In chapter one, I examine the predictive content of subjective return expectations derived from price targets issued by equity analysts. Equity price targets are an ubiquitous feature of the financial information landscape, but it is not clear how informative they actually are. In this chapter, I show that the cross-section of price-target implied subjective return expectations contains rich informational content for forecasting returns. In-sample, I find that expected returns correlate strongly with average cross-sectional returns to a large panel of portfolios formed on the basis of observable firm characteristics. In out-of-sample exercises, forecasting models using subjective expectations are shown to offer more accurate predictions for portfolio returns than several other commonly employed, cross-sectional predictors, including the book-to-market and dividend-price ratios, momentum, and forward-looking cash-flow measures. Furthermore, these differences are shown to be economically relevant, with conditional portfolios formed on the basis of subjective expectations offering substantially improved risk-adjusted returns compared to many of the other predictors considered. The relative informational content, as well as the production by analysts, of subjective return expectations is found, however, to peak during recessions, with negligible predictive advantage discernible in expansions.
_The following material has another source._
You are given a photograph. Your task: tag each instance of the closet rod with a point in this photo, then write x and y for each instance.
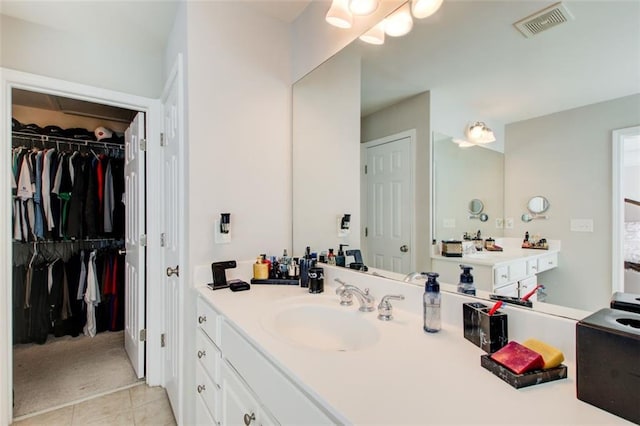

In chapter two, my coauthors (Adam Rej, with CFM; David Thesmar, with MIT, CEPR, and NBER) and I empirically analyze a large panel of firm sales growth expectations. We find that the relationship between forecast errors and lagged revision is non-linear. Forecasters underreact to typical (positive or negative) news about future sales, but overreact to very significant news. To account for this non-linearity, we propose a simple framework, where (1) sales growth dynamics have a fat-tailed high frequency component and (2) forecasters use a simple linear rule. This framework qualitatively fits several additional features of data on sales growth dynamics, forecast errors, and stock returns.
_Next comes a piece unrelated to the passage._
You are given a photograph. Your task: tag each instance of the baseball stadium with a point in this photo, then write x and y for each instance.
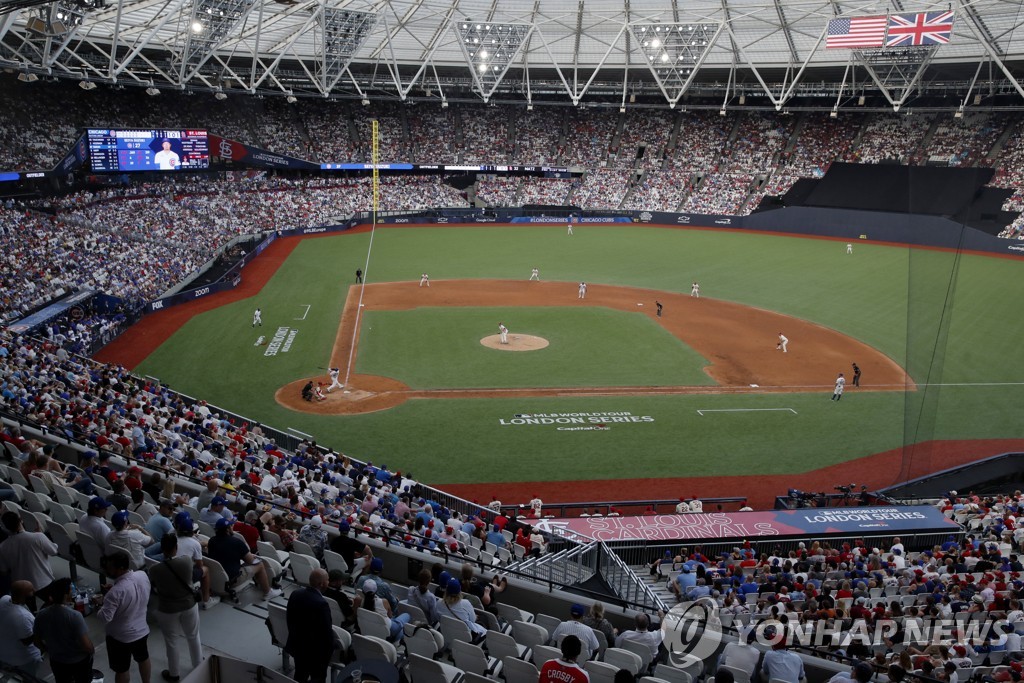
(546, 308)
In chapter three, my coauthor (Ken Teoh, with Columbia) and I construct a novel text-based measure of firm-level attention to macroeconomic conditions and document that stocks associated with higher macroeconomic attention earn lower returns. Moving from the bottom decile to top decile of macroeconomic attention decreases a stock’s average return by 11.6\% per year. We propose a risk-based explanation in which stocks with higher macroeconomic attention contribute less idiosyncratic cash flow risk to the investor’s portfolio, hence earn lower expected returns. Decomposing the unexpected returns of macroeconomic attention-sorted portfolios into cash flow and discount rate news, we find that portfolios with higher macroeconomic attention stocks have lower cash flow risk.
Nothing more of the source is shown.